La contromossa di Calabro: densità in mediana e attacco ridisegnato

Sulla sponda opposta, Antonio Calabro vara un 3-5-2 d’emergenza ma estremamente compatto, studiato per togliere profondità alle ripartenze calabresi e fare densità nella zona nevralgica del campo.

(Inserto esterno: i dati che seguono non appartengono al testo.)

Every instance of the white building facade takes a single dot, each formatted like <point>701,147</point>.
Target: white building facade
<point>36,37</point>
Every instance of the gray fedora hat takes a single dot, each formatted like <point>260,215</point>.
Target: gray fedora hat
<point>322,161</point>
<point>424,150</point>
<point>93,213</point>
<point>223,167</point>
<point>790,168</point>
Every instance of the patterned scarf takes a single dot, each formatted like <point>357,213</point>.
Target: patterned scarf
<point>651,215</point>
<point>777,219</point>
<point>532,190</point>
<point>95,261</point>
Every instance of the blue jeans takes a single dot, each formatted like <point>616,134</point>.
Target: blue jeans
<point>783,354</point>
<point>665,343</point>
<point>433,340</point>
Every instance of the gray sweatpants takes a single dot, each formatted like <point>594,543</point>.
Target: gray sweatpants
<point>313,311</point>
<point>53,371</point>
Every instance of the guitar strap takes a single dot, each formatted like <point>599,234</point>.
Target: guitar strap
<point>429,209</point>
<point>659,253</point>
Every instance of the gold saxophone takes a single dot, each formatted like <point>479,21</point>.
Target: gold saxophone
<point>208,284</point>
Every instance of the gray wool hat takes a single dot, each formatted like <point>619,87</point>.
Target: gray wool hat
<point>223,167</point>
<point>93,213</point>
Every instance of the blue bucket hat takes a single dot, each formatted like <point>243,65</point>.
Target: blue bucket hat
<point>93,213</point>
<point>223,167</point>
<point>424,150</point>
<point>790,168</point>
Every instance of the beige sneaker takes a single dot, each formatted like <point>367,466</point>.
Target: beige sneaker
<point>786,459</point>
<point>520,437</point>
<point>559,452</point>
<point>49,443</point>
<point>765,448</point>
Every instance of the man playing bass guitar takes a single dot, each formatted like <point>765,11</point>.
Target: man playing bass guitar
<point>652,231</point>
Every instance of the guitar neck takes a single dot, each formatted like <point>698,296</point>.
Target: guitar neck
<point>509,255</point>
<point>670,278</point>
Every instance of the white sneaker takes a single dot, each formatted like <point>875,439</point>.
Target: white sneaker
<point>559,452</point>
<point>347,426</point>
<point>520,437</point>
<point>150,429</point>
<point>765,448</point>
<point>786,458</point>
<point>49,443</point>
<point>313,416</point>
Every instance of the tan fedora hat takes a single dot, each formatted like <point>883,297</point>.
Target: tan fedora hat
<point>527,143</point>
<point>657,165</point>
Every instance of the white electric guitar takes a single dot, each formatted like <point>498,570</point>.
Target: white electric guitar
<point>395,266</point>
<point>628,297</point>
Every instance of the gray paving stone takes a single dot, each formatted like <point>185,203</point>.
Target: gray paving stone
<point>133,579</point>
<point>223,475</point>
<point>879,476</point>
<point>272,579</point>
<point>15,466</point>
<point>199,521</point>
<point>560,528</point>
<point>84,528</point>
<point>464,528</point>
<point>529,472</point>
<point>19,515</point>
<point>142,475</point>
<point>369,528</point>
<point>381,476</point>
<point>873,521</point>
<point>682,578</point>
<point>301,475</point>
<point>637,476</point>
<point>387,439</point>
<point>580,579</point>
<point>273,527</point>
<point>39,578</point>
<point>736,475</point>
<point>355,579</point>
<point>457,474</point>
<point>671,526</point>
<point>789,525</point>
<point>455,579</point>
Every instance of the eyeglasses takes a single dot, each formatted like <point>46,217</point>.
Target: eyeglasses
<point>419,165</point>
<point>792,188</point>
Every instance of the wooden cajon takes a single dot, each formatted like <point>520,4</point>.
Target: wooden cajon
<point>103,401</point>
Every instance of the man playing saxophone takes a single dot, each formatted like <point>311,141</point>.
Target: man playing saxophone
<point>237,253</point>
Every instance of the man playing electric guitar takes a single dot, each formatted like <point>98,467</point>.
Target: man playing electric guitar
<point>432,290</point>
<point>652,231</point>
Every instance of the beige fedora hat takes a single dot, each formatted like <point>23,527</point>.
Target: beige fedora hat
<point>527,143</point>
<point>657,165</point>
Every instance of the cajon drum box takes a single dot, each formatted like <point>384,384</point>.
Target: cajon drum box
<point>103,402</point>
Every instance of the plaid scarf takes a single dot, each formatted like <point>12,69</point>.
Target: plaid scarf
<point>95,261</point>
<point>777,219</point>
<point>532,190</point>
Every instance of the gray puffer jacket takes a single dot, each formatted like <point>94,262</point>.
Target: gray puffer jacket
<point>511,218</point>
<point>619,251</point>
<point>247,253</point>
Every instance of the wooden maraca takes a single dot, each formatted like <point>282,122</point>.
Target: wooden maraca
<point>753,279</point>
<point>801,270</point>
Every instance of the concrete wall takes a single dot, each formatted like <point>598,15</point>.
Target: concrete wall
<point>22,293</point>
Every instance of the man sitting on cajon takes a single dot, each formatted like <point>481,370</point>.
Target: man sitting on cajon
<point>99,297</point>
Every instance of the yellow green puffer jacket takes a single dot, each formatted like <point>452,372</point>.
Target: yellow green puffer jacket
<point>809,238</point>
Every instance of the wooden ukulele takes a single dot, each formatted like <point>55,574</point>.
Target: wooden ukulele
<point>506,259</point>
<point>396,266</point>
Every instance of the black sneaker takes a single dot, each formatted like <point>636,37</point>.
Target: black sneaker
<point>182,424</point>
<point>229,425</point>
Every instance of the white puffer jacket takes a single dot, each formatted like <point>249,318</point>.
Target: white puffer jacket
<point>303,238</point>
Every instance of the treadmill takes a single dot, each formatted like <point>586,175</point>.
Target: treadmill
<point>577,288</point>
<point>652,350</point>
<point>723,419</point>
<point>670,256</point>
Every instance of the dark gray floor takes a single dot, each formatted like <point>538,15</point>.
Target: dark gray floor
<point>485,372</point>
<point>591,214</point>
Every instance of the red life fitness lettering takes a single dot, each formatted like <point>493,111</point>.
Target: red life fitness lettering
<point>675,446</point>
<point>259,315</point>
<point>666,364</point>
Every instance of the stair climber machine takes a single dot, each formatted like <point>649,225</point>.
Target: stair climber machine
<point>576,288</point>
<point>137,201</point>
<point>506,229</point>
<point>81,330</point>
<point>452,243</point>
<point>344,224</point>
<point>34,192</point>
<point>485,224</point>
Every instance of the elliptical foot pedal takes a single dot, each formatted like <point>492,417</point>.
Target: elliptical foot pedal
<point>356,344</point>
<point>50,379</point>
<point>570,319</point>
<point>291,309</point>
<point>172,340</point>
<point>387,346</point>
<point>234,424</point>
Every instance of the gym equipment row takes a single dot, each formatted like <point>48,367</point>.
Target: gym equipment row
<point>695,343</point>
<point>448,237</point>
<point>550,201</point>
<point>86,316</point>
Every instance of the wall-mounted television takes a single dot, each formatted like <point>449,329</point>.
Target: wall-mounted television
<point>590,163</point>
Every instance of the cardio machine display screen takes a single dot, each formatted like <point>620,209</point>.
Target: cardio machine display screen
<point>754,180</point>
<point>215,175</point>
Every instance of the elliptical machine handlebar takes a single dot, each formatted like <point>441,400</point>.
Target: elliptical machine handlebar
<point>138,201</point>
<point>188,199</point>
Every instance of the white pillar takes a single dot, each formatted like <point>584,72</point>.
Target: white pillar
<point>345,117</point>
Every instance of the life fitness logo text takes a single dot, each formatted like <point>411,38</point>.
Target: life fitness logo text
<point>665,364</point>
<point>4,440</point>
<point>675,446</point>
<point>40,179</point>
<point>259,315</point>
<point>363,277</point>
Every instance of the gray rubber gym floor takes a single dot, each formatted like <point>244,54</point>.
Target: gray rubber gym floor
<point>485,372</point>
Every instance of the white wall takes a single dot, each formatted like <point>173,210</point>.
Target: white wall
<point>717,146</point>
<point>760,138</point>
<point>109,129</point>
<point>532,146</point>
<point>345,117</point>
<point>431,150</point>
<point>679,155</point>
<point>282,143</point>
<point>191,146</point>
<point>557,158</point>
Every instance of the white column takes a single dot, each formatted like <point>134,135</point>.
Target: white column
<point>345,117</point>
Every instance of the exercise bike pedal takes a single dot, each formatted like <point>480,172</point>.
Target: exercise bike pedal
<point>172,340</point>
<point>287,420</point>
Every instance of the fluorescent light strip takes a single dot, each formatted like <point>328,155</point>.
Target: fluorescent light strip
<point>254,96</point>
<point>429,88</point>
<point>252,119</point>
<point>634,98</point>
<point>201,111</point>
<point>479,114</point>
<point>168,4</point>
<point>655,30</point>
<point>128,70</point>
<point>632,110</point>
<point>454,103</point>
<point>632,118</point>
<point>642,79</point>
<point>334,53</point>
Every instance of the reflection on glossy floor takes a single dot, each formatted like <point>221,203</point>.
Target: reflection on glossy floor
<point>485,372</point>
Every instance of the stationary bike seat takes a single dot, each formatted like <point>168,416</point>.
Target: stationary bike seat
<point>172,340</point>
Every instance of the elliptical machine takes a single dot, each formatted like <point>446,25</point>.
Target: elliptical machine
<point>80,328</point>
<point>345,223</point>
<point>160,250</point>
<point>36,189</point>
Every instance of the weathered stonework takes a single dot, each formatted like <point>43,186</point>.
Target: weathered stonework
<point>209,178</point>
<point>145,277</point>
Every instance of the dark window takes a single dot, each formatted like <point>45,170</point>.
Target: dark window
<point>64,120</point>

Davanti all’estremo difensore Bleve, il terzetto arretrato vede l’impiego di Ruggeri al fianco di Calabrese e Illanes. Il folto centrocampo a cinque, vero ago della bilancia per i toscani, si affida ai muscoli e al fosforo di Melefoni, Zuelli e Hasa per vie centrali, supportati dal lavoro a tutta fascia di Zanon e Rouhi. In avanti, il compito di tenere in apprensione la retroguardia giallorossa è affidato al tandem inedito composto da Rubino e Abiuso, chiamati a sfruttare le transizioni veloci e il lavoro di sponda.

Carrarese-Catanzaro: Le formazioni

CARRARESE (3-5-2): Bleve; Calabrese, Ruggeri, Illanes; Zanon, Melefoni, Zuelli, Hasa, Rouhi; Rubino, Abiuso. All. Calabro.

CATANZARO (3-4-2-1): Pigliacelli; Cassandro, Antonini, Verrengia; Favasuli, Rispoli, Petriccione, D’Alessandro; Liberali, Nuamah; Iemmello. All. Aquilani.


La gara dello “Stadio dei Marmi” rappresenta un collaudo ineludibile per misurare l’effettiva profondità e maturità della rosa a disposizione dello staff tecnico calabrese. Imporre il proprio palleggio in un catino storicamente ostile, sfruttando la verve dei subentrati nell’undici titolare, certificherebbe l’avvenuto salto di qualità del gruppo. Il mirino è puntato sui tre punti: un bottino essenziale per capitalizzare i recenti progressi tattici, blindare l’altissima classifica e inviare un messaggio perentorio alle dirette concorrenti nella corsa verso i vertici della Serie B. La parola passa finalmente al rettangolo verde.